Working with NetCDF files in R
NetCDF
is an open file format
commonly used to store oceanographic (and other) data such as sea
surface temperature (SST), sea level pressure (SLP), and much more. I
recently needed to work with SST data from the NCEP
Reanalysis
and found that I didn’t know how to work with NetCDF files. This post
should serve as a short introduction working with NetCDF files using the
R package ncdf
.
Step 1: Acquire the NetCDF library
Before we can open a NetCDF file in R, we need to install the NetCDF
library on our system. I’m using a Mac running OS 10.9 and I use
homebrew
as my package manager.
If you’re using homebrew
, install the netcdf
library with:
brew install netcdf
If you’re on Windows, you can find pre-built binaries at the developer’s download page. For other systems, consult the documentation.

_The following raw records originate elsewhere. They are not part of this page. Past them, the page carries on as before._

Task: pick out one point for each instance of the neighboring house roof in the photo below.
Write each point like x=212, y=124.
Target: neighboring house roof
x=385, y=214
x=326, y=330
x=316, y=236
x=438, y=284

Step 2: Install and load the ncdf
package in R
install.packages("ncdf4")
And load it:
library(ncdf4)
Step 3: Load your NetCDF file
For this tutorial, I’ll be working with the NOAA Optimum Interpolation (OI) Sea Surface Temperature (SST) V2 data series of monthly means from December 1981 – current. These data are produced on a 1° grid for the entire globe.
sst_url <- "ftp://ftp.cdc.noaa.gov/Datasets/noaa.oisst.v2/sst.mnmean.nc"
sst_path <- tempfile()
download.file(sst_url, sst_path) # 53.0 MB
cdf <- nc_open(sst_path)
I am interested in the following variables: latitude, longitude, time, and SST:
lat <- ncdf4::ncvar_get(cdf, varid="lat")
lon <- ncdf4::ncvar_get(cdf, varid="lon")
time <- ncdf4::ncvar_get(cdf, varid="time")
sst <- ncdf4::ncvar_get(cdf, varid="sst")
The lat
and lon
variables are just vectors containing the range of
latitudes (89.5S to 89.5N) and longitudes (0.5°E to 359.5°E, starting
from the prime meridian).
The time
variable is a little more complex. Let’s take a look:
head(time)
## [1] 66443 66474 66505 66533 66564 66594
Those don’t look like times at all. If you’re used to working with dates and times on computers, you may already be way ahead of me. If, however, if you are not, I’ll explain. Dates and times are usually stored by computers as a number of time units since we started counting time. The time units may be milliseconds, seconds, or even months – whatever suits the purpose. Computers commonly store dates and times as the number of seconds since January 1, 1970 (See UNIX time ). In the case of our data, time is being counted as days since January 1, 1800. This is a little weird but it makes sense for our data. If you’re using a different NetCDF file than me, you’ll want to consult the documentation that goes along with the data to figure out how they’re counting time.
Now that we know how time
is being stored, we can make it
human-readable:
time_d <- as.Date(time, format="%j", origin=as.Date("1800-01-01"))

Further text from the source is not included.